Data mining, also known as knowledge discovery in databases, consists in extraction of interesting (non-trivial, implicit, previously unknown and potentially useful) information from large databases. The main aim of data mining is to give organizations tools to sift through large databases to find the trends, patterns, and correlations that can guide strategic decision making. An important data mining problem is discovery of sequential patterns in large databases. Sequential pattern mining is the mining of frequently occurring patterns related to time or other sequences. For example, typical patterns that may be discovered are as follows: "A customer who bought a TV three months ago is likely to order a new VCR within one month" or "typical user's visit to a web server is the following page A, then page C, then page D". Formally, the sequential pattern discovery problem may be formulated in the following way: given a database D of sequences, find the maximal sequences among all sequences that have a certain user-specified minimum support. However, new applications emerging from the wide spread use of WWW and data mining create processing needs for advanced query processing on sequences. For example, we would like to search web access logs stored in relational database for user's sequences that support a given sequential pattern: "identify all users which access a web server in a similar way to a sequence q". For large data volumes this type of retrieval may be extremely time consuming and is not well supported by traditional indexing techniques.

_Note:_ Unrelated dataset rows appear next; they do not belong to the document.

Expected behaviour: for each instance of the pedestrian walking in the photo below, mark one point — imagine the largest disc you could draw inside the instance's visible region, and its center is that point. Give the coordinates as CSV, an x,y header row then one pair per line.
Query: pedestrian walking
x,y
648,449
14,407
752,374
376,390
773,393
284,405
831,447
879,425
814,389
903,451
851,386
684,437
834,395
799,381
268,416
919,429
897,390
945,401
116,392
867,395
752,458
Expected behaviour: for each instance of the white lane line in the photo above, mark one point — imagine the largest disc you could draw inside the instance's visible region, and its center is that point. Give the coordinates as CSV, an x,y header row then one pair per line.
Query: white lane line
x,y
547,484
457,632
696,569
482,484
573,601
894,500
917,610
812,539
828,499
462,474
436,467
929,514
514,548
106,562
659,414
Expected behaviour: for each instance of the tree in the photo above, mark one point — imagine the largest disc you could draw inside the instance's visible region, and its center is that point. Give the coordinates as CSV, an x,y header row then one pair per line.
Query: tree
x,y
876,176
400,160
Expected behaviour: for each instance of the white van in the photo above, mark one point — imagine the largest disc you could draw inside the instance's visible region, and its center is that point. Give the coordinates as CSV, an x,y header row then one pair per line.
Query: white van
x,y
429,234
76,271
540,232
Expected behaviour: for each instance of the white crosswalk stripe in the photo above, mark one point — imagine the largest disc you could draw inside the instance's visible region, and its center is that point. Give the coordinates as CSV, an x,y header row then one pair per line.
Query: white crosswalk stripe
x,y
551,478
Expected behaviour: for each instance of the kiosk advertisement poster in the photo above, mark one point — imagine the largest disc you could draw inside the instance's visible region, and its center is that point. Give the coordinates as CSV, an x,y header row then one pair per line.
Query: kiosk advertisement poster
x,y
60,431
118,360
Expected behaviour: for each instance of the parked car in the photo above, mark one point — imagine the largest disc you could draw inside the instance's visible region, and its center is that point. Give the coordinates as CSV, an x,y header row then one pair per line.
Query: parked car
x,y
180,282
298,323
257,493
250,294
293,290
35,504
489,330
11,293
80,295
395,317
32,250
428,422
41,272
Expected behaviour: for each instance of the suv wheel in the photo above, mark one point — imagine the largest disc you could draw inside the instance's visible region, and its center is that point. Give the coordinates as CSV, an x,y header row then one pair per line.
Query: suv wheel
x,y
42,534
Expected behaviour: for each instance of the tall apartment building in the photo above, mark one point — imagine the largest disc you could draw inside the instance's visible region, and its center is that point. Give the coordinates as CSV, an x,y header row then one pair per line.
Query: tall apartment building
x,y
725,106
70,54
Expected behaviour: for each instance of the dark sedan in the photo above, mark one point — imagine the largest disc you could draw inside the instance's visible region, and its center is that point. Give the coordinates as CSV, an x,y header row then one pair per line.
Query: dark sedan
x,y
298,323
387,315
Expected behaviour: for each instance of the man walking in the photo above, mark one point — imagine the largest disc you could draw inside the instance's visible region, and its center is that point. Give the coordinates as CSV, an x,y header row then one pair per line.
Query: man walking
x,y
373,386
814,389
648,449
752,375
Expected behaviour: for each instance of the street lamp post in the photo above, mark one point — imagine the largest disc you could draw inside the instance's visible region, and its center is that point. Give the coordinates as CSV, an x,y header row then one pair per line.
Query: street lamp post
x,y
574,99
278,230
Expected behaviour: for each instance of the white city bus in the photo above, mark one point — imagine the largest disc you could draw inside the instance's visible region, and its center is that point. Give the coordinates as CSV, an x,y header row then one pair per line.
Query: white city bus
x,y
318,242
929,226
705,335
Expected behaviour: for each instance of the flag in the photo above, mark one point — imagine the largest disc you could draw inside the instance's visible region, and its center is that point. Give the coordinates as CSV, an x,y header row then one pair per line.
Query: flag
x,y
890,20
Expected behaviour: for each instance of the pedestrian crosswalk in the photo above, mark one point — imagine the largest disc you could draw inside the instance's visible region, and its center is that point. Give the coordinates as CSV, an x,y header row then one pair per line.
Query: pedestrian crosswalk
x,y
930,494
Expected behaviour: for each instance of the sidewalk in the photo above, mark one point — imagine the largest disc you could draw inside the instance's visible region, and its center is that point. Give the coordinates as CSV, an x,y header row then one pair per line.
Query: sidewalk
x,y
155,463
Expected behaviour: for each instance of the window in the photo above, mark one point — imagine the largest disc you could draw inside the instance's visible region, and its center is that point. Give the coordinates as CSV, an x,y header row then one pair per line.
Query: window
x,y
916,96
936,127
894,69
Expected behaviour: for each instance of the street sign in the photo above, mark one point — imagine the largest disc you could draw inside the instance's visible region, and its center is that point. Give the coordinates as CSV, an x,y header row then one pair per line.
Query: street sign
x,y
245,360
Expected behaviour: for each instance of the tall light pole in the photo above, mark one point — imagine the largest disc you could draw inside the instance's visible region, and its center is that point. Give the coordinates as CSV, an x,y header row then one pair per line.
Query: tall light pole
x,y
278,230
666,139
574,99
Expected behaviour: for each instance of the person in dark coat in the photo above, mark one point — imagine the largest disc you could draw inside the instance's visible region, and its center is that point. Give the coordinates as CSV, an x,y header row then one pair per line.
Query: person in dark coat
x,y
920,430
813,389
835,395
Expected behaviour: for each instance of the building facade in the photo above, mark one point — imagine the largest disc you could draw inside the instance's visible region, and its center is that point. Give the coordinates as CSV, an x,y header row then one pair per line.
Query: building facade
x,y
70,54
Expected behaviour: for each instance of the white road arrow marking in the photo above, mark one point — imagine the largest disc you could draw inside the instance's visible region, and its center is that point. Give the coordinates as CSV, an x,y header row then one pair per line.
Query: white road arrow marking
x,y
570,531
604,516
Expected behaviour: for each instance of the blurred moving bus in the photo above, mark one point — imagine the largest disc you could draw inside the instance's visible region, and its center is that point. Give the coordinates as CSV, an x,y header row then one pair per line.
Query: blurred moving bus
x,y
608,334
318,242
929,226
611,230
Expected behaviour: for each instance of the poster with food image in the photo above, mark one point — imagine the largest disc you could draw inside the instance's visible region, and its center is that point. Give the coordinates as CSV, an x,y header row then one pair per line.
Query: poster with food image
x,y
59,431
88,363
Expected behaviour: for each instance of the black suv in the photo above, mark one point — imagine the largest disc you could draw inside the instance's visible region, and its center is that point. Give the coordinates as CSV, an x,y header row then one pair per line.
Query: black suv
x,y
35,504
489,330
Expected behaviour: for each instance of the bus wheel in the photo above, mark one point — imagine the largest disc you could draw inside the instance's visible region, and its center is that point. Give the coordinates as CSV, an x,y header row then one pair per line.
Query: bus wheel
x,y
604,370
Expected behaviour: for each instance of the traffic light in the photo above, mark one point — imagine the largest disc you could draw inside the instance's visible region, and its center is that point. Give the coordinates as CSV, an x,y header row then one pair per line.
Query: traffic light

The talk will present the concept of a new index structure to optimize pattern search queries on a database of sequences. First, the set retrieval problem will be stated and the Group Hash Bitmap Index will be presented. Then, the talk will present a new index structure to optimize sequence search queries (called pattern queries). The talk will focus on its physical structure, maintenance and performance issues.
Speaker: Prof. Tadeusz Morzy
TU Poznan / Poland
When: Friday, 14th of June 2002, 15:30 (s.t)
Where: HS10, University Klagenfurt